Selecting an egg donor is a big milestone in your surrogacy journey. You’re selecting a woman and imagining her genetics mixing with your own genetics and what that will look like!
What is it like to NOT be the bio dad to your baby?
Gay dads everywhere may wonder the same thing: what is it like emotionally knowing you’re not the biological father to your child? The dads we spoke with were very open about what that feels like, and they realized that not being the bio dad is a lot like being the bio dad. Many of the non-bio dads we spoke with related the experience to being a father in the more traditional sense.
Whether it’s a man and a woman, a man and a man, or a single man, there is a different connection for dads since they don’t physically carry the baby. Both dads are the “real” dad, and both become fathers at the same time.

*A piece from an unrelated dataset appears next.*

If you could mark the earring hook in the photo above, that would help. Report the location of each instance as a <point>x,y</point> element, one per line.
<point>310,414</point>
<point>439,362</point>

One Circle dad said, “I was worried that when the baby was born, my husband would have a stronger connection to our baby than I would, but the moment he was born, everything changed. That moment was so full of love and excitement and pure joy that all of those worries washed away.”
Upon the arrival of their babies, the dads were reminded that genetics are only a small piece of a much bigger picture. All the dads we spoke with agreed that whether they had a genetic connection or not, once their baby(ies) arrived, they were a dad. We were lucky enough to speak with a Circle dad who has now experienced not being the bio dad to his first child, but being the bio dad to his second baby due next year.
He and his husband are expecting another child in the spring of 2020 and he now realizes that he has no more connection to this baby girl of whom he is the bio dad, than he had with his son. One of the only differences is that he now feels more responsibility in the success of this second journey since it was his embryo. He placed more pressure on himself during the transfer, ultrasounds, and other milestones in fear that if something were to go wrong, it would be his failure. This was one of the only ways in which this experience was different than the first.
When asked if he felt less connected to the baby that he was not the bio dad for, another Circle dad said, “I absolutely did not. I fell head over heels in love with my son and I knew he was not my biological child. The bond between us is unbreakable. He is my reason for breathing and in many ways so much more “like me” than his bio dad. We share the same taste in music, TV shows, and movies. We simply get each other. He’s my mini me in every way except biology. He’s my little friend.”
Who will be the biological father to your child(ren) is a very personal decision. Or, if there is a genetic or medical reason for one dad to not donate his biology, the decision may be made for you. Either way, it’s one of the first big decisions you’ll make as a couple in the egg donation and surrogacy process. And it’s perfectly okay to not tell others who the bio dad is, or if you do want to share the news, wait until the baby is born. Each journey is different, and how dads manage the emotions of fatherhood – biological or not – are just as unique.